Note 5 - Commitments and Contingencies

 

A. The Company received grants to fund research and development projects from the State of Israel according to guidelines and procedures of the Office of the Chief Scientist of the Ministry of Industry and Trade. According to the agreement, the Company is obligated to pay royalties on the sale of products developed with the participation of the Chief Scientist. The royalty rate is 3.5% of sales and the total royalties will not exceed the amount of the grants received. As of December 31, 2018, total grants received amounted approximately $222 thousands.

 

  The obligation to pay royalties is contingent upon the successful outcome of the Company’s research and development projects and the attainment of sales. The Company has no obligation to pay royalties, if sales are not generated, and if the research and development project fails.
   
B. In April 2017, a lawsuit was filed with the Tel Aviv court by Emerald’s former CEO and founder, claiming certain damages to the total amount of $100,000, under the assertion of wrongful dismissal by the Company. The Company believes these claims to be unsubstantiated and wholly without merit and intends to defend itself against these claims. The Company believes that there is a less than 50% chance of his claim being successful.
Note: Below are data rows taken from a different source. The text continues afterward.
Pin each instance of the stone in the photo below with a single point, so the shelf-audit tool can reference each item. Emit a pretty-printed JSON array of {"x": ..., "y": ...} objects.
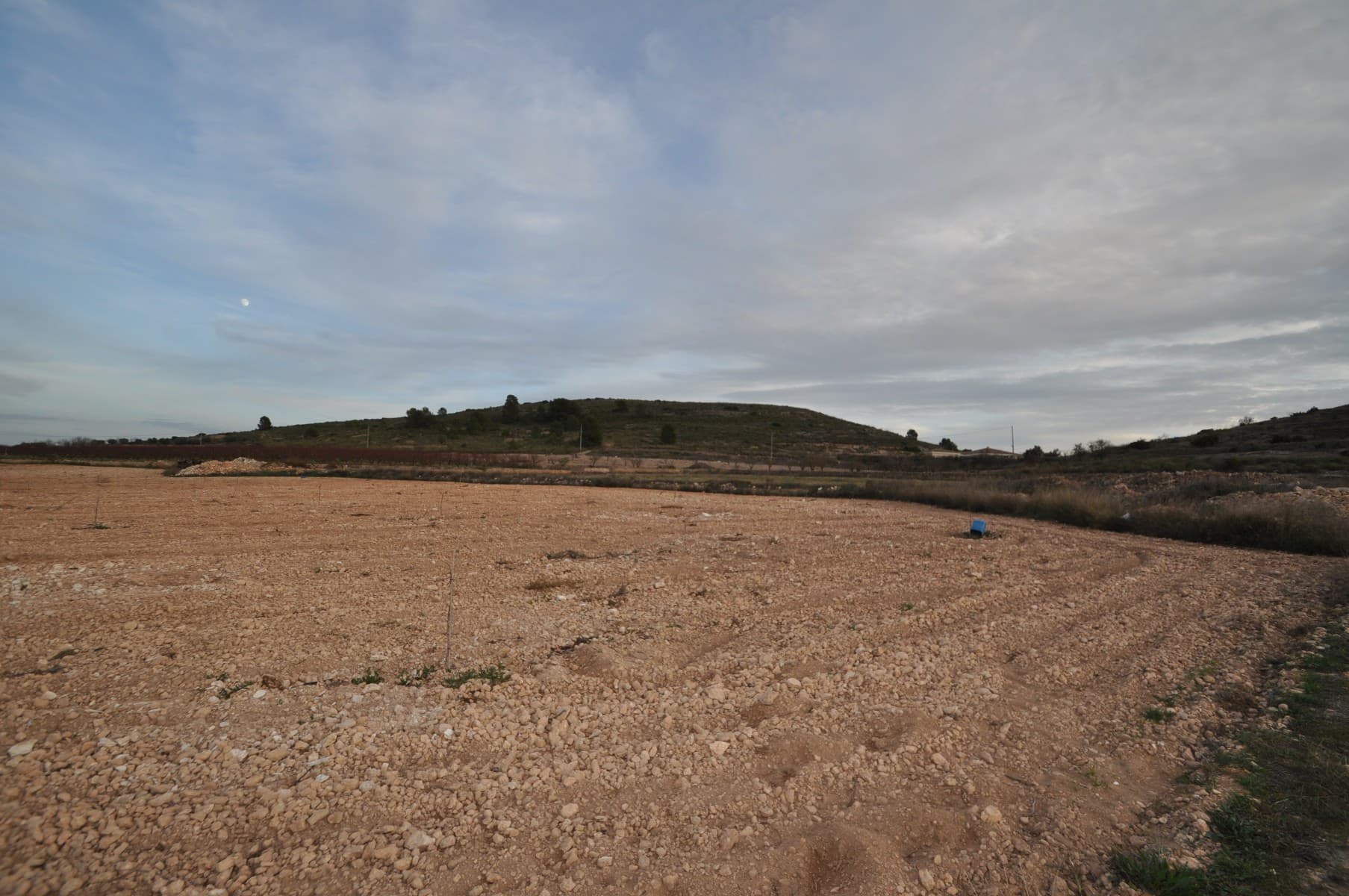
[{"x": 419, "y": 840}]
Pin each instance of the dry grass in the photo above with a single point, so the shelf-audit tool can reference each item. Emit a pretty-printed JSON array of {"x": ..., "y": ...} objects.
[
  {"x": 544, "y": 583},
  {"x": 1300, "y": 528}
]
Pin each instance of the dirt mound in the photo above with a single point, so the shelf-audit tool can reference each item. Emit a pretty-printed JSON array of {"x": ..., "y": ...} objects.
[{"x": 232, "y": 467}]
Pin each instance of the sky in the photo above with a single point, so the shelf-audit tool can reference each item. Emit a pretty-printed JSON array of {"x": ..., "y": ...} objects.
[{"x": 1086, "y": 220}]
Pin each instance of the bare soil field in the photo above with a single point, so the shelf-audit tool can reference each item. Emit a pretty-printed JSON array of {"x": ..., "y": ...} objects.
[{"x": 708, "y": 694}]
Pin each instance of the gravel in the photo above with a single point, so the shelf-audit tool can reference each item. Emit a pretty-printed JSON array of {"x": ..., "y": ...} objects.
[{"x": 742, "y": 695}]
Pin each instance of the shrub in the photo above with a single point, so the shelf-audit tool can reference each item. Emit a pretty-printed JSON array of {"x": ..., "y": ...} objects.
[{"x": 593, "y": 435}]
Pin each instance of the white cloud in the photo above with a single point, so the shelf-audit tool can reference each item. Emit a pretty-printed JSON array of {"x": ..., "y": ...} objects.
[{"x": 1073, "y": 215}]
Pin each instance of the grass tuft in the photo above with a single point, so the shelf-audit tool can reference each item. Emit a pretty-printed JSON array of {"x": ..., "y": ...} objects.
[
  {"x": 370, "y": 676},
  {"x": 1293, "y": 815},
  {"x": 1153, "y": 874},
  {"x": 496, "y": 673},
  {"x": 414, "y": 678}
]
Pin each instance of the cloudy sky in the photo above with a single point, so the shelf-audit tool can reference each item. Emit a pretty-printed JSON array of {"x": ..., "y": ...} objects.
[{"x": 1083, "y": 219}]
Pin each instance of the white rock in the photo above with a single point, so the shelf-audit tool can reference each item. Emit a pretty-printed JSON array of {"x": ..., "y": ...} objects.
[{"x": 419, "y": 840}]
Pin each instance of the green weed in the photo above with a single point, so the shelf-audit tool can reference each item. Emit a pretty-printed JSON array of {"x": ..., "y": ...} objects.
[
  {"x": 370, "y": 676},
  {"x": 496, "y": 673}
]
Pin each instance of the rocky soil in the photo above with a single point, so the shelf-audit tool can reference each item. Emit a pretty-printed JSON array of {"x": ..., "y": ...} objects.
[
  {"x": 232, "y": 467},
  {"x": 707, "y": 694}
]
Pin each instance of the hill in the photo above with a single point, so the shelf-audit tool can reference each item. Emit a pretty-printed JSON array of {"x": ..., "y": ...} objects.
[
  {"x": 628, "y": 426},
  {"x": 1310, "y": 439}
]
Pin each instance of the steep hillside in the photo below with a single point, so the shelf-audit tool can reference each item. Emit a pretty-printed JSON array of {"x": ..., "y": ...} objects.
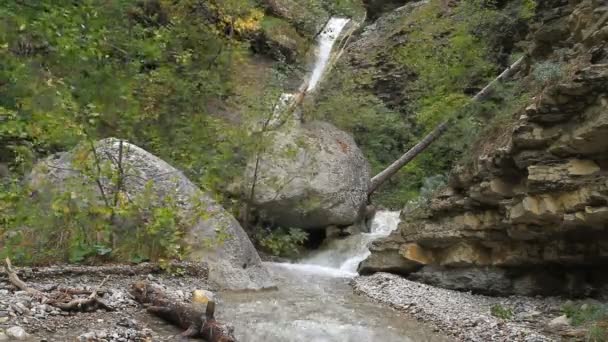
[
  {"x": 409, "y": 69},
  {"x": 525, "y": 213}
]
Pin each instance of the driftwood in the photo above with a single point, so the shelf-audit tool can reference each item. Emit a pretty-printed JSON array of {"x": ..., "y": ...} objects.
[
  {"x": 62, "y": 298},
  {"x": 190, "y": 317}
]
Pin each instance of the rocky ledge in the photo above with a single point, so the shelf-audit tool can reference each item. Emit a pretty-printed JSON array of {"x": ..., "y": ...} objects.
[{"x": 528, "y": 214}]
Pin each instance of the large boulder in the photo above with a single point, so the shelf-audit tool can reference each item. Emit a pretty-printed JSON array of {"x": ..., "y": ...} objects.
[
  {"x": 233, "y": 261},
  {"x": 311, "y": 176}
]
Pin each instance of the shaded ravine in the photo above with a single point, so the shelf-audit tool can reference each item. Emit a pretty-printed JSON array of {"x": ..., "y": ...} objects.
[{"x": 314, "y": 302}]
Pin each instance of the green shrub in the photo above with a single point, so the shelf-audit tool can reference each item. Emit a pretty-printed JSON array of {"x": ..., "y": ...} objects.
[{"x": 547, "y": 72}]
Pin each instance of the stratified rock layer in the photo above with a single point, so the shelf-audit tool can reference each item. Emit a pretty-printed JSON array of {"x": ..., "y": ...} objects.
[{"x": 529, "y": 214}]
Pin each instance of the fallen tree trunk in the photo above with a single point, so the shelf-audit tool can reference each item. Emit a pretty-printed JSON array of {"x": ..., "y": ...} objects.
[
  {"x": 190, "y": 317},
  {"x": 387, "y": 173},
  {"x": 61, "y": 299}
]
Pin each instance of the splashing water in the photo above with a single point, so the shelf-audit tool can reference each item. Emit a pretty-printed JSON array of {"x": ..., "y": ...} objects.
[
  {"x": 314, "y": 301},
  {"x": 344, "y": 255},
  {"x": 325, "y": 43},
  {"x": 327, "y": 39}
]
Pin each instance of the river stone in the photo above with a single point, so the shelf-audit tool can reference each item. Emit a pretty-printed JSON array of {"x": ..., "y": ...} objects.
[
  {"x": 233, "y": 263},
  {"x": 17, "y": 333},
  {"x": 311, "y": 176}
]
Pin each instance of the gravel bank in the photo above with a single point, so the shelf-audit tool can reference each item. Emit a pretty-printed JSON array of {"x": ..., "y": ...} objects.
[
  {"x": 128, "y": 323},
  {"x": 464, "y": 316}
]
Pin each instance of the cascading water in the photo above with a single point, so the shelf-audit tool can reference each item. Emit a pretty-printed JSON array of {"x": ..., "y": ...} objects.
[
  {"x": 314, "y": 301},
  {"x": 325, "y": 43},
  {"x": 341, "y": 257},
  {"x": 326, "y": 40}
]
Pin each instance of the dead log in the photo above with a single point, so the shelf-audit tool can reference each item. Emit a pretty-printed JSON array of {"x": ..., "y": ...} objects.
[
  {"x": 190, "y": 317},
  {"x": 60, "y": 299},
  {"x": 439, "y": 130}
]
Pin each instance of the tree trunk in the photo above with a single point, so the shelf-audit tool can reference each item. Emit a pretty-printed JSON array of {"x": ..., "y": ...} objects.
[
  {"x": 195, "y": 321},
  {"x": 387, "y": 173}
]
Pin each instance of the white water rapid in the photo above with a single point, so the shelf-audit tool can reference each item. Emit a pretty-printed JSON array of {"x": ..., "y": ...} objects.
[
  {"x": 315, "y": 303},
  {"x": 326, "y": 42},
  {"x": 340, "y": 257}
]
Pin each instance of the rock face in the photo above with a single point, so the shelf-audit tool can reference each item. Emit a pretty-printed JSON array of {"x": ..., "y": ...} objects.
[
  {"x": 529, "y": 214},
  {"x": 234, "y": 263},
  {"x": 311, "y": 177}
]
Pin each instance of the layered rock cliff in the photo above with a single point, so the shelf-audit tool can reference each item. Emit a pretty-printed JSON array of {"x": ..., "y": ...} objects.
[{"x": 528, "y": 214}]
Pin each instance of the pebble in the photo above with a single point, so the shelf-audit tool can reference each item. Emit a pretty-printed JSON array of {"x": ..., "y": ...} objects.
[
  {"x": 465, "y": 316},
  {"x": 17, "y": 333}
]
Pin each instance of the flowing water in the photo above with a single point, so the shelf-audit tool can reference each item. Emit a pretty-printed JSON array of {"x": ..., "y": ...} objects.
[
  {"x": 326, "y": 41},
  {"x": 315, "y": 303}
]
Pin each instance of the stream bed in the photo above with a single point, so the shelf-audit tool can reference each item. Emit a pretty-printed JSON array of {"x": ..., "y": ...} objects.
[{"x": 313, "y": 303}]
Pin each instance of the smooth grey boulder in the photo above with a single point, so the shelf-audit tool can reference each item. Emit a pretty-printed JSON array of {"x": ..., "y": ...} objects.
[
  {"x": 233, "y": 263},
  {"x": 311, "y": 176}
]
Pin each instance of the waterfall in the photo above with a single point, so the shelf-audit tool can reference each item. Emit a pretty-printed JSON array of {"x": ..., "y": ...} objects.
[
  {"x": 325, "y": 43},
  {"x": 326, "y": 40},
  {"x": 341, "y": 257}
]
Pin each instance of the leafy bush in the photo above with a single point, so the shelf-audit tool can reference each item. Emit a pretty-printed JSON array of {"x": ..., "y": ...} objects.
[
  {"x": 282, "y": 242},
  {"x": 547, "y": 72},
  {"x": 594, "y": 317},
  {"x": 78, "y": 222},
  {"x": 501, "y": 312}
]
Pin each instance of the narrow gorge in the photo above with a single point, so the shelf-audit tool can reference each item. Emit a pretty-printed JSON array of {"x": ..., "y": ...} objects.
[{"x": 284, "y": 170}]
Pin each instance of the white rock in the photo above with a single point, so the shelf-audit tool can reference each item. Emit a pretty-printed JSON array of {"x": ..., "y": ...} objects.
[{"x": 17, "y": 333}]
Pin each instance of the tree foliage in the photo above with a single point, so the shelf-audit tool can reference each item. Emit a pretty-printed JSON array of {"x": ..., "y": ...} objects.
[{"x": 439, "y": 57}]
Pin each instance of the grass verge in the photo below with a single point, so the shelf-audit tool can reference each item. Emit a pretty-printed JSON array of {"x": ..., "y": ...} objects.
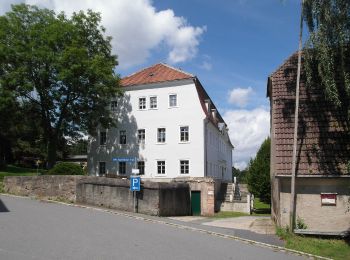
[
  {"x": 327, "y": 247},
  {"x": 229, "y": 214},
  {"x": 11, "y": 170},
  {"x": 261, "y": 208}
]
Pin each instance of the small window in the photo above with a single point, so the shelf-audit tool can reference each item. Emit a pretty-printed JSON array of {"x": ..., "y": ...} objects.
[
  {"x": 172, "y": 100},
  {"x": 184, "y": 133},
  {"x": 161, "y": 167},
  {"x": 141, "y": 167},
  {"x": 102, "y": 168},
  {"x": 122, "y": 137},
  {"x": 141, "y": 135},
  {"x": 184, "y": 166},
  {"x": 153, "y": 102},
  {"x": 161, "y": 135},
  {"x": 142, "y": 103},
  {"x": 114, "y": 106},
  {"x": 103, "y": 138},
  {"x": 122, "y": 167}
]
Accordingly, no provision was recorded in regards to this claim.
   
C. In December 2017, a liquidation request was filed with the Tel Aviv court by a group of former Company’s employees under the assertion of delay of pay and insolvency. On December 20, 2017, a hearing discussion took place according to which the court decision that the Company shall settle its pension debts to the former employees within 21 days and settle its severance debts to them in 60 days, otherwise a winding-up order could be given. The amounts being claimed by the former employees are less than $96,000 and are included in current liabilities.
   
D. On January 29, 2018, the Company transferred the ordinary shares of its former Israeli subsidiary, Emerald Israel, to Attorney Eviatar Knoller, Esq., with offices at 20 Lincoln, Tel Aviv-Jaffa 6713412, as trustee (the “Trustee”). The purpose of the transfer of the management shares to the Trustee, pursuant to resolution of the Registrant’s Board of Directors, was to enable the Trustee to liquidate the management shares and/or the assets of Emerald Israel to satisfy its debts and satisfy its financial obligations to former employees. As a result, the former employees of Emerald Israel commenced an action in a court of competent jurisdiction in Israel to liquidate Emerald Israel and use any assets to satisfy the debts owed to the former employees.
   
E. On April 24, 2018, Emerald Israel reported to the District Court regarding the failure in contracting a buyer for its DermaCompare technology at fair market price and therefore that Emerald Israel was no longer opposed to the requested Liquidation Warrant. On May 1, 2018, the Official Receiver submitted its response to the District Court, stating that according to such announcement of Emerald Israel, it did not oppose the requested Liquidation Warrant either. Based on both the Company’s and the Official Receiver’s position, on May 2, 2018, the District Court issued a Winding-up Order and temporarily nominated Adv. Hanit Nov (attorney) as a Special Executor to Emerald Israel, who is still in the process of winding up Emerald Israel in terms of the court order.